Cardinal-Utility Matching Markets: Envy-Freeness, Pareto-Optimality, and Computability

One-sided cardinal-utility matching markets face challenges in achieving envy-freeness and Pareto-optimality efficiently.

The content discusses the complexities of achieving envy-freeness and Pareto-optimality in cardinal-utility matching markets. It explores the challenges faced in finding efficient mechanisms for these markets, focusing on both one-sided and two-sided scenarios. The paper presents results on the PPAD-hardness of computing EF+PO lotteries, the Nash bargaining approach for efficiency, and the existence of rational JEF + weak PO allocations. Various algorithms and mechanisms are discussed to address these challenges. Introduction: Comparison between ordinal and cardinal utility matching markets.

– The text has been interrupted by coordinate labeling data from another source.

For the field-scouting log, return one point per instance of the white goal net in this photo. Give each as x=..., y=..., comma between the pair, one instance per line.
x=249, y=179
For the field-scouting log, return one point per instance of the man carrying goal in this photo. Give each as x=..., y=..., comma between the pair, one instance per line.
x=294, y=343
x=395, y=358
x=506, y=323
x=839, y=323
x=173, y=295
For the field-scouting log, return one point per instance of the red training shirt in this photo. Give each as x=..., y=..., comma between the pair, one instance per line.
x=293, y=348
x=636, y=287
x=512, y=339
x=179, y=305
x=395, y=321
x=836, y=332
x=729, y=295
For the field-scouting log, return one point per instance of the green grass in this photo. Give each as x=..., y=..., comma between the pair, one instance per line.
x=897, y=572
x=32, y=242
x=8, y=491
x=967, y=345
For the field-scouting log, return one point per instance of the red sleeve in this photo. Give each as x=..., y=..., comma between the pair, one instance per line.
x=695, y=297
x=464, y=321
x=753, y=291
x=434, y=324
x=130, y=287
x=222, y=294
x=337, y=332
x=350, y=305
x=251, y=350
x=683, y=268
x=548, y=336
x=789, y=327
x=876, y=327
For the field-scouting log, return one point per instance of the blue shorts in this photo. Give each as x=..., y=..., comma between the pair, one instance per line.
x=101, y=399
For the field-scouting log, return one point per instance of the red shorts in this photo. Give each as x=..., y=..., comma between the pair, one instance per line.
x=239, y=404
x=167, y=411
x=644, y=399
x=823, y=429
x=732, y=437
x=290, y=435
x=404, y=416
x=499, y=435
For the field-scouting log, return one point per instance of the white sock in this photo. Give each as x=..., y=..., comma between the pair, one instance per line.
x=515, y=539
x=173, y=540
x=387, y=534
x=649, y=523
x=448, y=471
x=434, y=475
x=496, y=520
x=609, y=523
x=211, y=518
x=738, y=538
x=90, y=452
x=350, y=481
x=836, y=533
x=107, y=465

One-Sided Matching Markets: Challenges in assigning indivisible goods fairly. Importance of probability distributions in matching markets. Hylland-Zeckhauser Mechanism: Pricing-based approach for envy-free and Pareto-optimal allocations. PPAD-Hardness: Complexity of finding EF+PO allocations in one-sided markets. Nash Bargaining: Efficient mechanism for achieving approximate envy-freeness and incentive compatibility. Two-Sided Matching Markets: Considerations for bipartite and non-bipartite scenarios with symmetric utilities. Rationality: Existence of rational EF+PO allocations in matching markets.

HZメカニズムは、(ex-ante)エンヴィーフリー(EF)であり、ペアレト最適(PO)である。 PPAD完全な1辺の基数効用マッチング市場のEF+PO抽選を見つける問題はPPAD完全である。 ナッシュ交渉に基づく機構は、2-envy-freeおよび2-incentive compatibleである。